NOTE: This notebook assumes you’ve done the previous one in this lesson, the Green River killer exercise. It depends on having some of the datasets that that exercise created.

Libraries used in this notebook

Go ahead and re-load the saved murders and murders_with_counties in case…

library(tidyverse)
## ── Attaching packages ──────────────────────────────────────────────────────────────────────────────────────────── tidyverse 1.2.1 ──
## ✔ ggplot2 3.2.0     ✔ purrr   0.3.2
## ✔ tibble  2.1.3     ✔ dplyr   0.8.2
## ✔ tidyr   0.8.3     ✔ stringr 1.4.0
## ✔ readr   1.3.1     ✔ forcats 0.4.0
## ── Conflicts ─────────────────────────────────────────────────────────────────────────────────────────────── tidyverse_conflicts() ──
## ✖ dplyr::filter() masks stats::filter()
## ✖ dplyr::lag()    masks stats::lag()
load ("murders.Rda")
load ("murders_with_counties.Rda")

This lesson goes more thoroughly through grouping, adding in some powerful properties that R has to tidy and untidy data.

Group by reminder

We’re still working with our expanded murder data (the one with Oregon, Washington and Idaho added in).

Example:

murders %>%
  group_by (victim_race) %>%
  summarize ( num_of_cases = n() ) %>%
  arrange (desc (num_of_cases) )

What if we wanted to know white-on-white , black-on-black, etc? Try adding another level:

#type your code here, creating a new dataset called murders_by_race

murders_by_race <-
  murders %>%
  group_by( victim_race, offender_race) %>%
  summarise (num_of_cases = n())

This can get hard to read, which is why we can now “spread” this across columns, the way you would in a pivot table

Understanding exactly what’s happening in “spread” and “gather” can be really confusing. (NOTE: A very new version of the tidyverse was released recently, which replaces “spread” and “gather” with “pivot wider” and “pivot longer”. They’re the same idea, but are easier for people coming from Excel to understand. The spread and gather commands still work, though.)

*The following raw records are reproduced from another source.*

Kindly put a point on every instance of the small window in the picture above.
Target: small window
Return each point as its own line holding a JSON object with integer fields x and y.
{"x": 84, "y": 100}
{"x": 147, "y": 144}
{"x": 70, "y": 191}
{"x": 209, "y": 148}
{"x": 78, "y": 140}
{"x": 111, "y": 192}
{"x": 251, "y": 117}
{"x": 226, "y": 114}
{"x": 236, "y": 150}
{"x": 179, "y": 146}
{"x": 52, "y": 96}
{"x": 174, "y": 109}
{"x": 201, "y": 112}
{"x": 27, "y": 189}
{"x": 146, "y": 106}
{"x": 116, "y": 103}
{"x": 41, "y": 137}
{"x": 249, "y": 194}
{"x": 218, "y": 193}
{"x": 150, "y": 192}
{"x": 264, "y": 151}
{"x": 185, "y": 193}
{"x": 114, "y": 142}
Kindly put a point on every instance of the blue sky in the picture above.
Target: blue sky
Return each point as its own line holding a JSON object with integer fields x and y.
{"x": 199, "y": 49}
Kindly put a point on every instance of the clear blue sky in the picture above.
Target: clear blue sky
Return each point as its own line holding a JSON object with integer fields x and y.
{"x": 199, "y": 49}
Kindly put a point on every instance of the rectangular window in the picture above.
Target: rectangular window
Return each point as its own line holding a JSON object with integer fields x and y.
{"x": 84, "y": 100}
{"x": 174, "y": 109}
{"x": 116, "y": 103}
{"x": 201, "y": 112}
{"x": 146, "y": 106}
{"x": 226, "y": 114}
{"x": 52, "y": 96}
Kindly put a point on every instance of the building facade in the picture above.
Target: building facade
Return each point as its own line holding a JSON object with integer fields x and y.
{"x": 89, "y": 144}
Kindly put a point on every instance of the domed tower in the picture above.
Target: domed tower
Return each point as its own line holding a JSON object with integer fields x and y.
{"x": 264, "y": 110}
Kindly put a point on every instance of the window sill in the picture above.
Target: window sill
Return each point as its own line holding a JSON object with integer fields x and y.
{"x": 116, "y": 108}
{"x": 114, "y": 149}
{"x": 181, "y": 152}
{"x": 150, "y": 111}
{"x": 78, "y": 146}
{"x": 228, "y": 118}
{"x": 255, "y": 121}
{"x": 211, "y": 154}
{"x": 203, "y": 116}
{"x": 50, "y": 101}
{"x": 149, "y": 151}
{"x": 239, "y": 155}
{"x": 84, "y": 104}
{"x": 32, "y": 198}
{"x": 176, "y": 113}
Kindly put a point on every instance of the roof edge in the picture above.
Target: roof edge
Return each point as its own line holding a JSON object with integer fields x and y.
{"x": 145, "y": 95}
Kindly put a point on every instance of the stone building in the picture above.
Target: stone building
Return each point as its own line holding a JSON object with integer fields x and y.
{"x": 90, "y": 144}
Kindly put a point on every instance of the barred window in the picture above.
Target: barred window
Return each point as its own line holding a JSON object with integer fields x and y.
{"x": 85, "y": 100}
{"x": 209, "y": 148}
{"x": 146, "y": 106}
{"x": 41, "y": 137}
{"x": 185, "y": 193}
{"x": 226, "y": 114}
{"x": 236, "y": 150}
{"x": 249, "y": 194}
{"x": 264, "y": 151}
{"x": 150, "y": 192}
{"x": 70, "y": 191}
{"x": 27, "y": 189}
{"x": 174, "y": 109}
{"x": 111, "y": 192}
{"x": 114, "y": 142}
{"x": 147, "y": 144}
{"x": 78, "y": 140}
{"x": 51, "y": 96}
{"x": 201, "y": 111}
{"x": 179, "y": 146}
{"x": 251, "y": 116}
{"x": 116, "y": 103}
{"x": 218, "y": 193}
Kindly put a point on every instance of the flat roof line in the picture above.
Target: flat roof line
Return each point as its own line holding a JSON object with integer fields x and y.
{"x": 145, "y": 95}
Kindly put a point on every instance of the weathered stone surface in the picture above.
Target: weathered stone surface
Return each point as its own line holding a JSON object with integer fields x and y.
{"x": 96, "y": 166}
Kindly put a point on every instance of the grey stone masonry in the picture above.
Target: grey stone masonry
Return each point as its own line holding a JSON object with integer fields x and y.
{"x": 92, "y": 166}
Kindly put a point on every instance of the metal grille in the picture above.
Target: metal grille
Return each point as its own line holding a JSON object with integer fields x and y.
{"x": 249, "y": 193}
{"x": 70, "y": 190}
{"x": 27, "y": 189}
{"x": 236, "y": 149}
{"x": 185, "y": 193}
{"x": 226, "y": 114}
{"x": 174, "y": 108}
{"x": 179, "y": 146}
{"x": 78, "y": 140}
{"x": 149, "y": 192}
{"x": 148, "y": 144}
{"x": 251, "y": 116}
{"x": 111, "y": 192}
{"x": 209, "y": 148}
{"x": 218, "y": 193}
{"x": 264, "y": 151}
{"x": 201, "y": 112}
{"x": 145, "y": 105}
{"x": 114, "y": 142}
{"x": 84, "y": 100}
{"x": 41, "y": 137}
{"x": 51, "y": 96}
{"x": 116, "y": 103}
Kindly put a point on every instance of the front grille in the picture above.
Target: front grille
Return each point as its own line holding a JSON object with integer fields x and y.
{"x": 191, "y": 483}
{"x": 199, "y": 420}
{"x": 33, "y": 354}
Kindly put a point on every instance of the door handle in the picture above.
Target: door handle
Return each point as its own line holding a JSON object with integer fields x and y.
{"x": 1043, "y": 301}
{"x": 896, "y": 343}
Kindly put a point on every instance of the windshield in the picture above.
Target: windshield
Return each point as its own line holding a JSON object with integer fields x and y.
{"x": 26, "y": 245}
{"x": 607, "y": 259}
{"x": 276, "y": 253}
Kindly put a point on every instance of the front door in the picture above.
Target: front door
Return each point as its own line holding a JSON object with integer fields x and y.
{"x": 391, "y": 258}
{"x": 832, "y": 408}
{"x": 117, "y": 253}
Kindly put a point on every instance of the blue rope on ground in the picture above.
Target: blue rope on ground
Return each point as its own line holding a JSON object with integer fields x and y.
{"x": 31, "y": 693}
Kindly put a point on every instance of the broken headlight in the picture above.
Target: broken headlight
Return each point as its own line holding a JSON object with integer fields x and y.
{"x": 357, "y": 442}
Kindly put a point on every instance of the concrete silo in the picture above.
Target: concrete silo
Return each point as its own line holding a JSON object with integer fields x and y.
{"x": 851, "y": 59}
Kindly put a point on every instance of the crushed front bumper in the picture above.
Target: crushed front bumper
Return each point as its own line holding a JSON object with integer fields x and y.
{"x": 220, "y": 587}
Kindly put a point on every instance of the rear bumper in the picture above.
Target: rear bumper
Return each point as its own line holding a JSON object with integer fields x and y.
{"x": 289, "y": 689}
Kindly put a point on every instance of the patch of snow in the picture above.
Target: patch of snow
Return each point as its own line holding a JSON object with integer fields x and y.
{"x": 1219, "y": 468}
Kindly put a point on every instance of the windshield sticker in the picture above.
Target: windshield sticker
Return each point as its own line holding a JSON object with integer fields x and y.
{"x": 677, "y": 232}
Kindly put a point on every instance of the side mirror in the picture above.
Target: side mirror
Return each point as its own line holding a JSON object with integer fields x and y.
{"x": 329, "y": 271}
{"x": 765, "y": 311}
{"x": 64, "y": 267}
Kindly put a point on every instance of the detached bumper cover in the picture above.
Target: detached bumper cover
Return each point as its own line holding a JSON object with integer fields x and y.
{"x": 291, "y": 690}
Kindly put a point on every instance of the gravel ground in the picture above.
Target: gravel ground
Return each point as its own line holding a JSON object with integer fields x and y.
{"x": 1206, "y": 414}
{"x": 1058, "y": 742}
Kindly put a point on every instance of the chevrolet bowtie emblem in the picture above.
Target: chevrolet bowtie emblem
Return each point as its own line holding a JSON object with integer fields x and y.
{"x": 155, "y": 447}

It’s easier to work from example:

murders_by_race %>%
spread( key=victim_race, value=num_of_cases)

This puts the values of victim_race across the top, and fills it in with the number of cases.

Dealing with missing values

There’s actually some missing information in this table, but it’s not coded as “NA”. Instead, the ages are shown as 999 when they’re unknown.

This will introduce the idea of mutate . Mutate just means “calculate this”. I don’t know why we have to use it – we just do. Anytime you want to ALTER a value, or create a NEW value, you have to use mutate.

First, let’s just do a simple thing - how much difference is there in the ages between the victims and the offenders?

murders_with_counties %>%
  filter ( solved == "Yes") %>%
  #now calculate the difference
  mutate (age_diff = offender_age - victim_age) %>%
  arrange( desc(age_diff))

Save murders_with_counties to your project this way:

save(murders_with_counties, file="murders_with_counties.Rda")

Introducing “case_when”

The problem here is that the age is sometimes wrong – it’s 999 if they don’t know the age. In this case, we need to change them conditionally. We’ve seen if_then statements. The alternative is case_when, which is used when there is more than one alternative. We’ll use this here, because we’re suspicious of the ages that say 0.

age_differences <- 
  murders_with_counties %>%
  mutate (victim_age = if_else (victim_age %in% c(0, 999), NA_real_, victim_age) ,
          offender_age = if_else (offender_age %in% c(0, 999), NA_real_, offender_age) , 
          age_difference = offender_age - victim_age
        )


age_differences

Summarize by year

Try summarizing by year and metro area, so that you can calculate the change in murders from one year to the next.

Limit your analysis just to the last three years in the data.

#type your code here.